Trouxeram-te de volta a casa, como se devolve a garrafa vazia depois de bebido o vinho. Mas tu não regressaste, porque um homem não é só o que se pode mudar de sítio; muito de cada um de nós vive nas coisas que fazem o nosso mundo, com as quais estruturamos afetos e caldeamos paixões, no prazer e na dor, e que nos ancoraram ao sítio onde somos, embora sonhando, possamos ter a vertigem do longe e do infinito.
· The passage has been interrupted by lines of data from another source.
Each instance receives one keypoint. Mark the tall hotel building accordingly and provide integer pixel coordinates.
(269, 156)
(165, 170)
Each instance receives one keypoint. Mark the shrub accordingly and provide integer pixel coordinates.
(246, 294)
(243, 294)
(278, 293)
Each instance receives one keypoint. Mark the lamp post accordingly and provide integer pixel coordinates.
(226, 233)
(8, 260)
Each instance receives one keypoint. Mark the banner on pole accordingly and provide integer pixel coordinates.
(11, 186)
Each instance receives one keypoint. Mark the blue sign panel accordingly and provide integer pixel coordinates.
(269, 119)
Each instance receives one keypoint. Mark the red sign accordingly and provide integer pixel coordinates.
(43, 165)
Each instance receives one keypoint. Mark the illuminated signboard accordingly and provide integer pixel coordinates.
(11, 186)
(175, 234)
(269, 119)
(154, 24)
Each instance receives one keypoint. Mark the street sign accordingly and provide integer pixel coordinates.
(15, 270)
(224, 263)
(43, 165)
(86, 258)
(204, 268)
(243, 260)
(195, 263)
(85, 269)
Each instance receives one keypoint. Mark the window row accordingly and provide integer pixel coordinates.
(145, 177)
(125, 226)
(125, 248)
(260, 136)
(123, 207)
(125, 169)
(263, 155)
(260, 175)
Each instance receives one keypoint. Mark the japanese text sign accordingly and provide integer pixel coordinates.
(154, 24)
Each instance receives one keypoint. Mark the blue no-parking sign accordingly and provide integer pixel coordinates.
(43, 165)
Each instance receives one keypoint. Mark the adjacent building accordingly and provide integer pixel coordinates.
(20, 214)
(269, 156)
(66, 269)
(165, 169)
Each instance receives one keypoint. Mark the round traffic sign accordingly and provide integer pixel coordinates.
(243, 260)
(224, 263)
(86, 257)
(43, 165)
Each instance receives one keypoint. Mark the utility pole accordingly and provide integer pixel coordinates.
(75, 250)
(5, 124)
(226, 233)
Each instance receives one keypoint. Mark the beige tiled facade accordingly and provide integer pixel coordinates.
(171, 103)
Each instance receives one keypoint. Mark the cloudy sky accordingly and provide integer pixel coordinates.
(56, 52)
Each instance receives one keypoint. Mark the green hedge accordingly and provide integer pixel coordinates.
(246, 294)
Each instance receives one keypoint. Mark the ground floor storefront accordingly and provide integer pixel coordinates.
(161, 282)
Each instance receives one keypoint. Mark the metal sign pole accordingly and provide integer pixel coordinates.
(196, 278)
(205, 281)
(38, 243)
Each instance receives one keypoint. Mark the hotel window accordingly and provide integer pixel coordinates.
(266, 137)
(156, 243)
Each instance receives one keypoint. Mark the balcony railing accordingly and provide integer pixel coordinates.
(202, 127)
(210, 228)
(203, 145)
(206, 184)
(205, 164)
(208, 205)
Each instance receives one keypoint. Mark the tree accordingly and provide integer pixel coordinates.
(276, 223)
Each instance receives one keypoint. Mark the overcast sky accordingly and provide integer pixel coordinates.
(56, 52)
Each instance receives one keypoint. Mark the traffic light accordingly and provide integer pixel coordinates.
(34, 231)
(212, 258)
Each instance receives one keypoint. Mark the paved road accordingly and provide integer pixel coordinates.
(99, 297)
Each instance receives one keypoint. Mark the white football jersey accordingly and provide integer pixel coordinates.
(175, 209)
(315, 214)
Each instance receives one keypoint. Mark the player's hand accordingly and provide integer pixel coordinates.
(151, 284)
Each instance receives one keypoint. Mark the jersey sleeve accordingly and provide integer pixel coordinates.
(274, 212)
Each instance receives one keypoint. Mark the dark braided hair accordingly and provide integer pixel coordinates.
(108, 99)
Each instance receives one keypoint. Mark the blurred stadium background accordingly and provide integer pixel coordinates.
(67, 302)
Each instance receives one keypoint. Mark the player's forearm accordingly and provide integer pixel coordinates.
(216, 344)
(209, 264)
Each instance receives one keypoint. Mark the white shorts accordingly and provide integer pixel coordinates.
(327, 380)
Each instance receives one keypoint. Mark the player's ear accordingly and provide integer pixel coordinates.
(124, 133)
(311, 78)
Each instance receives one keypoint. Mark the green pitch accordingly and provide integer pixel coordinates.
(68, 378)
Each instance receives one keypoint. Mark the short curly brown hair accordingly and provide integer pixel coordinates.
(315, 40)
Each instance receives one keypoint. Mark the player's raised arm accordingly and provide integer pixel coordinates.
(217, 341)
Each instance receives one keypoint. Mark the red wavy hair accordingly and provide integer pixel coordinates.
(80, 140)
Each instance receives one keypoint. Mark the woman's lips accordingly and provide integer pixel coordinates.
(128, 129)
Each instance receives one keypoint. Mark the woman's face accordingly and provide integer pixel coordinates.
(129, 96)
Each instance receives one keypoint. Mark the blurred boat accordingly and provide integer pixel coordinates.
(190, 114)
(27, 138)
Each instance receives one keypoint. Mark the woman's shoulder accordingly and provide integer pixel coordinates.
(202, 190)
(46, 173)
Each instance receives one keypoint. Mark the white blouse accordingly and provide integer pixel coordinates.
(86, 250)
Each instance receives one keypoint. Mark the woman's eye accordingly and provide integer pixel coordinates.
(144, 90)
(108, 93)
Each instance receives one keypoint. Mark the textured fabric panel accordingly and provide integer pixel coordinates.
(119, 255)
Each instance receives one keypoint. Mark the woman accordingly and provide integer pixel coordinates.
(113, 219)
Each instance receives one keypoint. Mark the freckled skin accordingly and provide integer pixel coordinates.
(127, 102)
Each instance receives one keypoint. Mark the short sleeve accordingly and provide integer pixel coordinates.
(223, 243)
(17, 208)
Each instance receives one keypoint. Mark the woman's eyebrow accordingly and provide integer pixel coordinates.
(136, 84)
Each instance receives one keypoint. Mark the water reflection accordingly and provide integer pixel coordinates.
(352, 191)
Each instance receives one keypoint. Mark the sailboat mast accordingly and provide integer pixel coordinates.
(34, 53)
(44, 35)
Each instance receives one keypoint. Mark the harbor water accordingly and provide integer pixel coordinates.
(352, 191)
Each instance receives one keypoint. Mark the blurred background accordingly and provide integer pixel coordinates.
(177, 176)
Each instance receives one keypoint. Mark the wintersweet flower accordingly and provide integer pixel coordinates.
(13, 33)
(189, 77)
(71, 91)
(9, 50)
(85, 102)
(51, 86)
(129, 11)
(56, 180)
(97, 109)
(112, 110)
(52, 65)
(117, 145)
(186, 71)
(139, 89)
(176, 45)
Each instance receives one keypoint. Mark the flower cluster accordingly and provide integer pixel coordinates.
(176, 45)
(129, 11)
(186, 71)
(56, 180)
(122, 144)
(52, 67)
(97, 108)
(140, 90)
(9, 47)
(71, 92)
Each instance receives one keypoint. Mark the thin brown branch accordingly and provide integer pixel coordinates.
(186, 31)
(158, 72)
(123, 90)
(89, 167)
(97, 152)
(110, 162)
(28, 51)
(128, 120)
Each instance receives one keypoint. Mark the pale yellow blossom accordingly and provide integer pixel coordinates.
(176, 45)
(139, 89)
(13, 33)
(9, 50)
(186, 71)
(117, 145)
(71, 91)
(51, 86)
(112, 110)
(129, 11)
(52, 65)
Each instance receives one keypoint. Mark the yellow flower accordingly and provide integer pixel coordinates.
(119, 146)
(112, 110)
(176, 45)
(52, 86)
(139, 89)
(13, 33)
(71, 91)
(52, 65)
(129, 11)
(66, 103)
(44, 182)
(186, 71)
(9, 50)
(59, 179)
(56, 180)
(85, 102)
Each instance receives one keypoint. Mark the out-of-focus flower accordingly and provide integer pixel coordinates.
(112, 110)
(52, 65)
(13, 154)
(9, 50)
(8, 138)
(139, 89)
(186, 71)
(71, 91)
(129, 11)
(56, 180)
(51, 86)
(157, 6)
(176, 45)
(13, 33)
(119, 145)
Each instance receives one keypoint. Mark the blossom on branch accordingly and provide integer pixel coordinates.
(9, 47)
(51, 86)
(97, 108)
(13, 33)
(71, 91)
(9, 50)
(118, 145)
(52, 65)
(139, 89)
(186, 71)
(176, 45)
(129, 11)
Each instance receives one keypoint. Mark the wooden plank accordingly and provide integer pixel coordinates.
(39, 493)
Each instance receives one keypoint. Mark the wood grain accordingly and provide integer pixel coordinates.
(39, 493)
Somos o rio que é do leito onde corre, embora corra irredutivelmente para o mar.

Mas que longe está o último dia em que os teus sonhos te fizeram maior que o casulo do teu ser, pois que, um após outro, todos os sonhos que sonhaste pereceram como nados mortos. Agora, com todos os sonhos sonhados em vão, restam-te os pesadelos.

E a tua memória, cada vez menos te revive momentos felizes; porém, quando isso acontece, pousa sobre ti como que um perfume, como que uma música antiga desfrutada a dois, e que ficou impregnada da felicidade partilhada.

A memória, não tanto da música, mas do estado de alma que a música encontrou em ti, resgata-te hoje a felicidade desse dia. A brisa do mar pela janela entreaberta, refrescando o esbraseamento dos corpos abandonados sobre um leito em desalinho, como se ali tivesse havido um crime, e não a partilha mais íntima que a Natureza inventou, mostrando que se podem fazer maus juízos quando olhamos só para a aparência das coisas.

Mas a felicidade é leve e efémera, e o pesar, com maior densidade, apaga constantemente a luz e a música dos teus dias.

O Sol atingiu a linha do horizonte e começa a deformar-se lentamente, logo, logo, as sombras estender-se-ão sobre o areal, e nada nem ninguém poderá impedir que a noite desça sobre esta parte do mundo, ainda que isso possa ser um grave problema para muita gente. Tu sabes o que é viver com um problema que não tem solução, mas tu já nem procuras soluções, basta que te permitam viver com os teus problemas.

Contudo, às vezes, nos momentos mais sombrios, o sorriso dela ainda ilumina a tua noite.